Recently I was teaching at a university student retreat on this particular story to an audience of both young men and women. And that evening, I had one of the most eye-opening, most heart-breaking experiences I’ve ever had as a Bible teacher. I was commenting on how awkward this story is – a bleeding woman. Is there anything more gender separating than this? As I said something like, “You men just cannot understand how this must have felt for the woman…”, a young man piped up and said, “Amen!” Everyone giggled. Ha ha. But this only proved my point.

At that moment, that young man unknowingly did something very destructive, very emotionally damaging. He introduced shame into the room. While trying to get a chuckle, to prove his masculinity, he actually told more than half of the room that it wasn’t ok to be a woman. That the things that give shape to our femininity are not ok.

Yes, I know all about what we mention in polite conversation. Yes, I know all about cultural and social mores and norms. But this story is in the Bible. Jesus wasn’t embarrassed by it. And if Mark, the author was, he still included it in the scriptures.

The passage tells us that she had suffered for twelve years from a debilitating disease with no medical cure. No man could ever understand what this type of vulnerability, wired into a woman’s very body, feels like. In fact, I don’t think I’ve ever met the man secure enough in his masculinity to even try. And I have to wonder if she was afraid of the men who guarded access to Jesus. I’ve seen men actually take pride in how little they know about women – as if who we are and how we were created is shameful or less than a man. Was this part of the reason why she hid and kept her distance? Is it possible this still happens in our churches today?

She experienced deep shame. The narrative tells us that she came up behind Jesus in a large crowd and touched His cloak. She wanted to “remain unnoticed”. (Luke 8:47) Surely her condition, her gender, her fear, her uncleanness, her helplessness, her poverty-both financially and emotionally, led her to hide, as it does for many of us today. Who among us hasn’t wanted to deal with our issues quietly, hoping no one else has to know?

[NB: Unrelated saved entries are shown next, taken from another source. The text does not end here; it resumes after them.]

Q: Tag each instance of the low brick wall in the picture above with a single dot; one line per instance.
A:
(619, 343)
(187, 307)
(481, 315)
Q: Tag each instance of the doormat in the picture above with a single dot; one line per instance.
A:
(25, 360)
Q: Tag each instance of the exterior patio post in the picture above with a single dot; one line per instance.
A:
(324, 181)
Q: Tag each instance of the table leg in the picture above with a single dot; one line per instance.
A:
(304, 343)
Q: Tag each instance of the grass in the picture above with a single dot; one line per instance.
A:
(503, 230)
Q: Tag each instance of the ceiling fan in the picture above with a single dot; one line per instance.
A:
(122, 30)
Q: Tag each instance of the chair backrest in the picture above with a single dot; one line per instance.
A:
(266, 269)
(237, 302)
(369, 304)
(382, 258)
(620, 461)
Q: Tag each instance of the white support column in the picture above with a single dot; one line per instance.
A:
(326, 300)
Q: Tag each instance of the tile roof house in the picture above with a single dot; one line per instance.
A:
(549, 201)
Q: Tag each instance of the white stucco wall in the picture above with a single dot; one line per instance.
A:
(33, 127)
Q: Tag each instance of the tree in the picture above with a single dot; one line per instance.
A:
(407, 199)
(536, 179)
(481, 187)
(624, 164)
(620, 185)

Into this situation, Jesus does something unexpected. He is busy and actually on His way to perform a miracle for someone else – a respected religious leader who, on the surface, was everything this woman wasn’t. Yet, when He knows power has gone out from Him He stops, asks who it was who touched Him, and refuses to move on until that person reveals themselves. We all know that He wasn’t asking this question because He didn’t know the answer. Of course He knew who it was. He knew her name. Her story. The depth of her pain and desperation. He wasn’t seeking information. He was seeking her.

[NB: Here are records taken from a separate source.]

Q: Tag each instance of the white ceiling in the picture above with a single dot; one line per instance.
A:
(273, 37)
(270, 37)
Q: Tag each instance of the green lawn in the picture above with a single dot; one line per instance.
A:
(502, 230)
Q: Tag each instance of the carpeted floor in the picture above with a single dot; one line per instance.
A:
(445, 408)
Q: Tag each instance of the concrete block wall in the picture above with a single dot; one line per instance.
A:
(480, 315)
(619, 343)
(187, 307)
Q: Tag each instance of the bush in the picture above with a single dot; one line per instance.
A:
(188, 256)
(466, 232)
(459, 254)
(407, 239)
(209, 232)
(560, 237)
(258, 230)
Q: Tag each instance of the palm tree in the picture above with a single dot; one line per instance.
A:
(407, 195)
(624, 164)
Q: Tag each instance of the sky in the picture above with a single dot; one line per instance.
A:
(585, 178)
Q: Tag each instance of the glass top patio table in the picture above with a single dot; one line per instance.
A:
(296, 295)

And He didn’t call her out. He asked for her – then He waited till she was ready to engage Him. He let her choose how she approached Him. He gave her dignity.

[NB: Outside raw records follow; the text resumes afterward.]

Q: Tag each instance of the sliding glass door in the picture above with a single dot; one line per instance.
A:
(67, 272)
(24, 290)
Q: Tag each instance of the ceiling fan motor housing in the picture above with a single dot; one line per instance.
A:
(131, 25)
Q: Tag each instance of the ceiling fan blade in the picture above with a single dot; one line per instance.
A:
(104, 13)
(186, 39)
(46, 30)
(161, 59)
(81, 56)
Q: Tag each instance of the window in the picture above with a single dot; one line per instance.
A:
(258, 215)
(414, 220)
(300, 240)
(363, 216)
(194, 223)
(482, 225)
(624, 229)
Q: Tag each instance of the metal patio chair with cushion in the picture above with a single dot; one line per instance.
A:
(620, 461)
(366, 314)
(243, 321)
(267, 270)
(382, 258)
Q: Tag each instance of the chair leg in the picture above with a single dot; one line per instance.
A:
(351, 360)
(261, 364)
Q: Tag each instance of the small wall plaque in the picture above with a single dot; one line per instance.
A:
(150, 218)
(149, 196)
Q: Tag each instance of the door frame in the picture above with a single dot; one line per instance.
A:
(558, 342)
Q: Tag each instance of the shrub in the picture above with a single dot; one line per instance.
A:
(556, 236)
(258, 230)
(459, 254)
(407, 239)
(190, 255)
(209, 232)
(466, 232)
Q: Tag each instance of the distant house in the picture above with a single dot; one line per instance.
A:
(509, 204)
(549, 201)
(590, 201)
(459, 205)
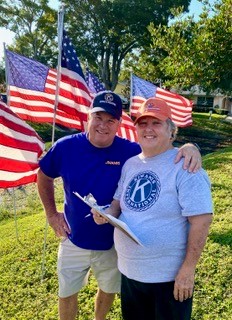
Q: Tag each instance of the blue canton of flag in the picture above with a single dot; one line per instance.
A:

As a woman in a male-dominated culture, as a victim of a shame-inducing medical condition of which she had no control, as a non-person according to the culture around her, He gave her a voice. A choice. And choice, or lack thereof is almost always linked to dignity. He chose to wait on her, when we all know He should never have to wait on anyone.

I can see that in my relationship with Jesus today, 2000 years later…even though He still holds all the power, even though my relationship with Him is started and sustained by His grace and not my efforts, even though He knows all about me, my name, where and how I am, even though there are many reasons I could give for hiding or giving in to hopelessness…He asks for me. He waits for me. He doesn’t want me to hide. And He gives me choice in how far I go with Him, in the depth of relationship He and I will have. He gives me dignity. He gives me Himself. As much of Him as I choose.